100’s of premium titles.
One app.
Start reading
The Guardian - UK
The Guardian - UK
Entertainment
Paul Lester

New band of the week: Starchild & The New Romantic (No 100)

Bryndon Cook
‘I always appreciated music that lent a helping hand’ … Bryndon Cook, AKA Starchild

Hometown: Harlem.

The lineup: Bryndon Cook (vocals, music).

The background: As though by magic … Of course there’s no substitute for the real thing, but Bryndon Cook, AKA Starchild & The New Romantic, does a fair approximation of 1980s Prince at his most synthy and slow. The 23-year-old New Yorker sings of “rapture” on the opening track to his debut EP, Crucial, but this is exaltation with a side order of sad. It’s almost as though Cook could see what was coming. Listening to the eight tracks on Crucial is like hearing an extended tribute to the purple deity. He even took the title of the EP from a bootleg of studio out-takes apocryphally credited to Prince and Miles Davis.

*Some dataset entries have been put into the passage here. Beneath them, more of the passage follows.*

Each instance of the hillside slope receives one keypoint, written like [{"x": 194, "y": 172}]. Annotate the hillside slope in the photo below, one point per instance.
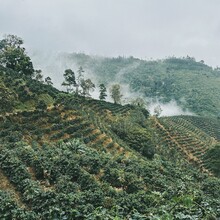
[
  {"x": 87, "y": 159},
  {"x": 193, "y": 85}
]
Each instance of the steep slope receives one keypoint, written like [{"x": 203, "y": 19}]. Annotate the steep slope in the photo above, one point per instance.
[
  {"x": 20, "y": 92},
  {"x": 106, "y": 172},
  {"x": 193, "y": 85}
]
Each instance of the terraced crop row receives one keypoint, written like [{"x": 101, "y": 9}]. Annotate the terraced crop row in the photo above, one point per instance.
[
  {"x": 210, "y": 126},
  {"x": 179, "y": 133}
]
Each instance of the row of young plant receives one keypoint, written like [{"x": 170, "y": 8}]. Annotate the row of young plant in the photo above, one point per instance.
[
  {"x": 211, "y": 126},
  {"x": 185, "y": 137}
]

It’s not all Prince worship. Cook grew up loving everyone from Sade to George Clinton. Starchild is partially attributed to a name from P-Funk mythology – something about an alien who arrives by spacecraft to bring the Holy Funk – and nods to Cook’s upbringing in a house across the street from the Nasa Headquarters in Greenbelt. Coming from the state of Maryland also meant exposure to go-go, jazz and gospel (“My roots,” says Cook), though he spent four formative years in Atlanta, home of black futurism (not to mention Future). He continued to look far and wide for other influences: his first mixtape was called Rad! and featured him rapping over David Axelrod and Washed Out. In the last couple of years, he has worked with Solange, Kindness, and Chairlift as touring guitarist, and has collaborated with Dev Hynes.

But Prince is his primary influence, and he freely admits it. “I look at him as a whole genre,” he says. “Within the genre of Prince, there is so much to discover.” Like his idol, Starchild played and recorded every note of Crucial on his own, on his laptop. He gives the music a wooziness, like soul with a chillwave gauze (Cook was once an intern at Pitchfork), and keeps it mainly – as we said – nice and slow. There’s a good reason for this: he calls what he does Champion Music for the Heartbroken, describing his songs as “diary entries from the end of my teenage years, where I’m trying to reconcile heartbreak and rejection with escapism”. He adds: “I always appreciated music that lent a helping hand and said, ‘Hey, are you with me? Because I am with you.’ I hope I can do that for someone, somewhere. If I’m lucky.”

All My Lovers is like Purple Rain on downers, although as with most soundalikes, the closer you inspect it, the less it sounds like the artist it’s paying homage to, and the more it assumes an identity of its own. Still, this is definitely Prince-like, if not Prince-lite. Slammin’ Mannequin is the one fast song, moving at I Would Die 4 U pace. It sounds as though Cook went out and bought a Linn drum and some of the other equipment Prince used to record his early-’80s output, especially Purple Rain. Listen out for the fiery, fierce guitar solo at the end. Love Interlude features waves of synth while Cook uses his falsetto to impressive effect. Woman’s Dress finds Starchild in self-doubting mood (“Will I ever be enough for you?”), while New Romantic is an object lesson in how to construct the perfect 80s slow jam, all shimmery synths and rubbery bassline. The title track ends the EP as it began, with Starchild lost in a synth murk. It’s as though Cook anticipated the tragic events of 21 April , 2016 before he made this glorious, stately yet sorrowful “computer blue” music. It’s one way to remember Prince.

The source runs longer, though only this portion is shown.